- 3 kg beef shortrib, cut into chunks
- olive oil, for frying
- 2 red onions, sliced
- 1 x 2 cm piece fresh ginger, peeled and grated
- 4 cloves garlic, roughly chopped
- 3 star anise
- 2 cinnamon sticks
- 1 t chilli flakes
- 2 oranges, zested and juiced
- ¾ cup soya sauce
- 1 x 340 ml box Woolworths beef stock concentrate
- 2 T Woolworths sweet Indonesian soya sauce
- For the miso pumpkin:
- 2 medium pumpkins, cut into wedges
- 2 T miso paste
- ½ cup freshly squeezed orange juice
Preheat the oven to 160°C. Brown the shortrib in the olive oil in a large pan in batches for 2–3 minutes on each side, then set aside.
Soften the onions in the same pan, then add the ginger, garlic, spices and orange zest and juice and simmer for 2–3 minutes, or until fragrant.
Add the soya sauce, stock, Indonesian soya sauce and bring to a boil.
Place the shortrib in a deep baking tray and pour over the sauce, reserving ½ cup, ensuring the meat is completely submerged.
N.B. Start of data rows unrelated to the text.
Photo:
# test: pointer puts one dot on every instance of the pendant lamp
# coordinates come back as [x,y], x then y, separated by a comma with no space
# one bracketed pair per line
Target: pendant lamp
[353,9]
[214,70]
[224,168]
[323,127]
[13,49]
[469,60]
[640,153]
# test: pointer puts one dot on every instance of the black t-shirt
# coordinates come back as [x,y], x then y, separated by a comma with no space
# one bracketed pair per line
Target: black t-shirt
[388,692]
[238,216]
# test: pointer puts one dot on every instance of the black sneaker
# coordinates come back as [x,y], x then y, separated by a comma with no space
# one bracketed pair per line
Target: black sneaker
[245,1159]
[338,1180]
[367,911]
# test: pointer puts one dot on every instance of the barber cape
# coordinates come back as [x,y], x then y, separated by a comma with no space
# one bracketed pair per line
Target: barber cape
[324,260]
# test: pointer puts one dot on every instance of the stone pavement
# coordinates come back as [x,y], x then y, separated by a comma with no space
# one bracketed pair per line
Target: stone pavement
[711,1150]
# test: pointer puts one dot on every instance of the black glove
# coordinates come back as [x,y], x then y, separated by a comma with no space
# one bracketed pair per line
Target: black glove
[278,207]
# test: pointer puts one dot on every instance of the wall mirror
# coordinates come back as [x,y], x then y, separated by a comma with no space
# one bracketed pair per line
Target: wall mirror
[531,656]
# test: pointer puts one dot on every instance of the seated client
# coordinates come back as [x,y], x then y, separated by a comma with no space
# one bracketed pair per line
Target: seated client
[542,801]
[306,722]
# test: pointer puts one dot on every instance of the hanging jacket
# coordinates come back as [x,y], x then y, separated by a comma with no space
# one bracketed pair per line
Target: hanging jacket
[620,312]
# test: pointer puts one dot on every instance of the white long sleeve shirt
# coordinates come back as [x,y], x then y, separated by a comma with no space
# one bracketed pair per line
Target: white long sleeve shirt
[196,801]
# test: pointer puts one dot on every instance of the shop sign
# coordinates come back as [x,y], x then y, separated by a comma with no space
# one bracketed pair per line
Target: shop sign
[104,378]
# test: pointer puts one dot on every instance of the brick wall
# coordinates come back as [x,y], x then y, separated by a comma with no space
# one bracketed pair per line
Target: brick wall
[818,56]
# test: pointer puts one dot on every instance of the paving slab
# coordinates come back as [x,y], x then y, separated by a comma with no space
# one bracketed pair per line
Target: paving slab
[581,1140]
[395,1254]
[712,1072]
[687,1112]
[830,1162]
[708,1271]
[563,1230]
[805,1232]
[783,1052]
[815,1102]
Braise in the oven for 5–6 hours, or until the beef is fall-apart tender.
To make the miso pumpkin, roast the pumpkin for 1½ hours until tender but still firm while the beef is cooking. Make a paste using the miso paste, orange juice and reserved shortrib sauce. Bring to a simmer in a pan and reduce until thick for 5 minutes.
Caramelise the pumpkin wedges in the miso paste mixture before serving.
Cook's note: This recipe really benefits from being made the day before and kept in the fridge overnight (leaving it to stand also makes it easier to skim off the excess fat). The wait will be worth it – just make sure to reheat it thoroughly before serving.